Améliorer le brouillon par une lecture à haute voix qui permet :
D’élaborer avec les élèves une grille d’évaluation
Avoir lu préalablement les textes au brouillon permet d’instaurer une grille d’évaluation qui tienne compte des réussites, des échecs, des erreurs commises en cours d’élaboration du brouillon. Etablir ainsi une grille d’évaluation a posteriori permet d’éviter de présenter aux élèves des critères qu’ils concevraient comme abstraits puisqu’ils ne renverraient pas à ce qui a déjà été écrit par eux.

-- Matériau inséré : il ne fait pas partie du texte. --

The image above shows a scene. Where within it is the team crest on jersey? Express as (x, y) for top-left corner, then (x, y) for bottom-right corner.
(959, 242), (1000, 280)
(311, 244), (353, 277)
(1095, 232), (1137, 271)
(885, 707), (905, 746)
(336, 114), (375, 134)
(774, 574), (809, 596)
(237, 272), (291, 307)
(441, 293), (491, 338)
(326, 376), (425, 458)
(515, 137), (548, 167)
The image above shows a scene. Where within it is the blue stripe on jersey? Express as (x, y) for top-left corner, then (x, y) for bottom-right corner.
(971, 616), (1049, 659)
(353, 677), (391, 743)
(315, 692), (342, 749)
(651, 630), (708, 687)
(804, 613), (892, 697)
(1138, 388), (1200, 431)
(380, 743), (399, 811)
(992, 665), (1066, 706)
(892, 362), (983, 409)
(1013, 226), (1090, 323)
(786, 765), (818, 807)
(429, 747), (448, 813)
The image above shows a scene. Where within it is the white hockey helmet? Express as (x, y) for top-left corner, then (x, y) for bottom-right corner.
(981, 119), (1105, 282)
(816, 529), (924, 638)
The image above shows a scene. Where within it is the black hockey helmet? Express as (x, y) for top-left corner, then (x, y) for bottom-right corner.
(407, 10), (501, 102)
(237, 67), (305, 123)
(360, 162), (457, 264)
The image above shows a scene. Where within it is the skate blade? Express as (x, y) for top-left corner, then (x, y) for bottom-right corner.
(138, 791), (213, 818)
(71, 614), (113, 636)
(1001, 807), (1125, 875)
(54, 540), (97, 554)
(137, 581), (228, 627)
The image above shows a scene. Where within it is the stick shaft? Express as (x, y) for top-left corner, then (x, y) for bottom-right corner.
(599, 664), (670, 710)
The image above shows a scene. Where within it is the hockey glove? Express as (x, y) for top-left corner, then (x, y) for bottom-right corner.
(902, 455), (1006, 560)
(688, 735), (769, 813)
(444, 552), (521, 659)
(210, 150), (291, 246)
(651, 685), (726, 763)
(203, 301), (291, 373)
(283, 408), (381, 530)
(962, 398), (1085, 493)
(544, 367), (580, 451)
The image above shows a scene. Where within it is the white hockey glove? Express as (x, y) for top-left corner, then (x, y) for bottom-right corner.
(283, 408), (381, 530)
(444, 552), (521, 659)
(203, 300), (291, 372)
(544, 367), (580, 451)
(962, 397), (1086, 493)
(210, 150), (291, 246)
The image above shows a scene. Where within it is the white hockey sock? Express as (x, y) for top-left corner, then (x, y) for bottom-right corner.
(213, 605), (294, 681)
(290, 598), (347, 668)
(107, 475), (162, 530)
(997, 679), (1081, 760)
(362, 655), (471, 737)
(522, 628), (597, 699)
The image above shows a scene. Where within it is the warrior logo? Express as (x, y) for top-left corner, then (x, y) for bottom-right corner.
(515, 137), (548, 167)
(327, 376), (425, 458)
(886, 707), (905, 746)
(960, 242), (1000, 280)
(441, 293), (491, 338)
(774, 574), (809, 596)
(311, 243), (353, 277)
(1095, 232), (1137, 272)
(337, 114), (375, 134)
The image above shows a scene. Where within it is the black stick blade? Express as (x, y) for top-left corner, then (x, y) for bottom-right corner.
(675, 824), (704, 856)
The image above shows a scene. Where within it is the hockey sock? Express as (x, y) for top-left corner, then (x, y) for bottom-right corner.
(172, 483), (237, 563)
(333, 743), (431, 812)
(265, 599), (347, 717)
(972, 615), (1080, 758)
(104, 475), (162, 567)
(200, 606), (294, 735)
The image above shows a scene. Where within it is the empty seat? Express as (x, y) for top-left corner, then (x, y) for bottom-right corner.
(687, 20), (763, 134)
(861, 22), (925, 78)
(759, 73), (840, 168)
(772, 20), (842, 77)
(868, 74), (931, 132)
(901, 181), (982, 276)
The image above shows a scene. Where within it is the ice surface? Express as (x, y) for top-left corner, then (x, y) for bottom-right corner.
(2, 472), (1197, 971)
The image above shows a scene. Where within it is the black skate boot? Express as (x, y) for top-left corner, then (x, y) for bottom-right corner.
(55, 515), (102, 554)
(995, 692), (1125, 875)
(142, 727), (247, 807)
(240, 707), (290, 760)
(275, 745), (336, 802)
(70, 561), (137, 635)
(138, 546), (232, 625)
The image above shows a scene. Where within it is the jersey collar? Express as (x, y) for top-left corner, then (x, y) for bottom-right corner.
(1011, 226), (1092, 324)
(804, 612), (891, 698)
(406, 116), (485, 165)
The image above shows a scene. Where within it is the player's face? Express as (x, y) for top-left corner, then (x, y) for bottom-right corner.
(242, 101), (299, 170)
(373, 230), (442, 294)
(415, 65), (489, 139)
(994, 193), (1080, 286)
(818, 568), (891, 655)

De rendre l’élève sensible aux problèmes de langue
Ajoutons que la lecture à haute voix ou l’analyse d’un / de plusieurs brouillons au rétroprojecteur peut rendre sensible une classe entière non seulement aux problèmes de langue qui se posent spécifiquement pour le type d’écrit demandé mais aussi à des questions plus fines d’adéquation entre ce que l’on veut exprimer et ce qui est, de fait, exprimé et que l’élève juge pour une raison ou une autre insatisfaisant. Ceci répond aussi à l’une des remarques les plus souvent entendues chez les élèves : je voudrais bien dire telle ou telle chose mais je ne sais pas comment faire. La résolution alors est souvent de deux ordres : un problème d’expression réel se pose qu’il faut résoudre (par exemple la suppression des répétitions) ; mais le plus souvent il s’agit d’un problème d’adéquation entre l’idée que l’on a en tête et l’idée qui se trouve sur le papier. Ce second problème est souvent très intéressant car il permet souvent la discussion sur un problème d’écriture qui engage la question du rapport entre le fond et la forme, quelle que soit la manière dont cette question se joue. Il y a souvent des solutions simples (souvent un vocabulaire trop pauvre ou une tournure qui échappe...) mais là n’est pas le problème. Ce qui est important, c’est ce qui se joue à cet endroit-là pour l’élève dans son rapport à l’écriture. Qu’il s’habitue à ne pas se satisfaire de ce qui ne le satisfait pas, qu’il s’habitue à chercher des solutions, même « approchantes ». C’est pourquoi là encore l’important me semble être l’accompagnement. Permettre de rentrer dans la complexité et l’engagement de l’acte d’écrire.
De questionner l’écriture au collège
L’écriture pourra être questionnée pour soi uniquement dans la mesure où le professeur est là pour ouvrir le questionnement. Questionner l’écriture « de soi à soi » n’est donné qu’à un nombre extrêmement restreint d’élèves qui ont déjà l’habitude de donner du sens à un écrit personnel. Et, même pour ceux qui ont déjà cette habitude, il est tout aussi important que le professeur fasse exister cette part de questionnement à l’école car c’est cela même, me semble-t-il, qui rend l’écriture vivante des « deux côtés à la fois » : pour soi et pour autrui.
Travailler la réécriture
Les difficultés de la réécriture
On entend souvent dire que la réécriture est difficile, voire impossible pour les élèves, spécialeemnt ceux pour qui l’écriture est problématique, bien sûr.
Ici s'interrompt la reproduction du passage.